La question urgente du climat a également été au centre du discours prononcé devant le corps diplomatique. “La crise climatique exige une réponse de plus en plus urgente et requiert la pleine implication de tous, ainsi que de toute la communauté internationale”, a noté le pape, qui a cité “parmi les causes de conflit” également “les désastres naturels et environnementaux”. Selon François, “l’adoption du document final de la Cop28 est un pas encourageant et révèle que, face aux nombreuses crises que nous vivons, il est possible de revitaliser le multilatéralisme à travers la gestion de la question climatique globale, dans un monde où les problèmes environnementaux, sociaux et politiques sont étroitement liés”. Lors de la Cop28, il est apparu clairement que la décennie actuelle est une décennie critique pour la lutte contre le changement climatique”, a noté le pape, regrettant de ne pas avoir pu assister personnellement à l’événement : “Le soin de la création et la paix sont les questions les plus urgentes et elles sont liées”. D’où l’espoir que “ce qui a été établi à Dubaï conduise à une accélération décisive de la transition écologique, à travers des formes qui se concrétisent dans quatre domaines : l’efficacité énergétique ; les sources renouvelables ; l’élimination des combustibles fossiles ; et l’éducation à des styles de vie moins dépendants de ces derniers”.

La question des migrants est également centrale. Selon François, la mer Méditerranée “est devenue au cours de la dernière décennie un grand cimetière, avec des tragédies qui continuent à se succéder, également à cause de trafiquants d’êtres humains sans scrupules”, alors que “parmi les nombreuses victimes, il y a beaucoup de mineurs non accompagnés”. “La Méditerranée devrait plutôt être un laboratoire de paix, un lieu où différents pays et réalités se rencontrent sur la base de l’humanité que nous partageons tous”, a fait remarquer François, notant que “face à cette immense tragédie, nous finissons facilement par fermer nos cœurs, en nous retranchant derrière la peur d’une invasion. Nous oublions facilement que nous sommes face à des personnes qui ont des visages et des noms et nous négligeons la vocation propre de la Mare Nostrum, qui ne doit pas être un tombeau, mais un lieu de rencontre et d’enrichissement mutuel entre les personnes, les peuples et les cultures”. “Cela n’enlève rien au fait que la migration doit être régulée pour accueillir, promouvoir, accompagner et intégrer les migrants, tout en respectant la culture, la sensibilité et la sécurité des populations qui se chargent de l’accueil et de l’intégration.
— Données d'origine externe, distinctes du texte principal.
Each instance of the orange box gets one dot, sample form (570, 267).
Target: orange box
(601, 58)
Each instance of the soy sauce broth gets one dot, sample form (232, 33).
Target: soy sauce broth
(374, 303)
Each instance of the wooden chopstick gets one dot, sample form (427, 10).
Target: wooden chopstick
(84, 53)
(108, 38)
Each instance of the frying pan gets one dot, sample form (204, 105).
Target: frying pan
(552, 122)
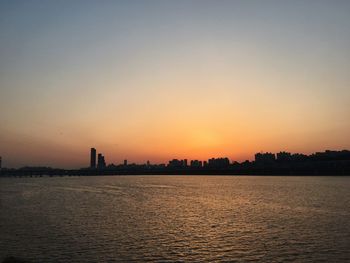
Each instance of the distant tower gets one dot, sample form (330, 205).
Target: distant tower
(93, 158)
(101, 163)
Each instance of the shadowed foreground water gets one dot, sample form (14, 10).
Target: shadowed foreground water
(176, 218)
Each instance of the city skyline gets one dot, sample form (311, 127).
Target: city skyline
(156, 80)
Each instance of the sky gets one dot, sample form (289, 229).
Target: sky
(157, 80)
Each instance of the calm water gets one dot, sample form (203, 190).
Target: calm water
(176, 218)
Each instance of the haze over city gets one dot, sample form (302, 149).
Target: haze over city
(156, 80)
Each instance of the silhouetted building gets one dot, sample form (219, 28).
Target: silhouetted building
(196, 164)
(101, 161)
(93, 158)
(284, 157)
(218, 162)
(175, 163)
(265, 157)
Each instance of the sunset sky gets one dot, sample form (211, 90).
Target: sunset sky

Inversant l’ordre des priorités indiqué par l’Italie, le Pape a ensuite ajouté : “d’autre part, il est également nécessaire de rappeler le droit de pouvoir rester dans son propre pays et la nécessité conséquente de créer les conditions pour qu’il puisse être effectivement exercé”. “Face à ce défi, aucun pays ne peut être laissé seul, et personne ne peut envisager d’aborder la question de manière isolée, par le biais de législations plus restrictives et répressives, parfois approuvées sous la pression de la peur ou pour accroître le consensus électoral”. Dans ce contexte, François a commenté “avec satisfaction l’engagement de l’Union européenne à rechercher une solution commune à travers l’adoption du nouveau Pacte sur les migrations et l’asile, tout en notant certaines de ses limites, notamment en ce qui concerne la reconnaissance du droit d’asile et le danger des détentions arbitraires”.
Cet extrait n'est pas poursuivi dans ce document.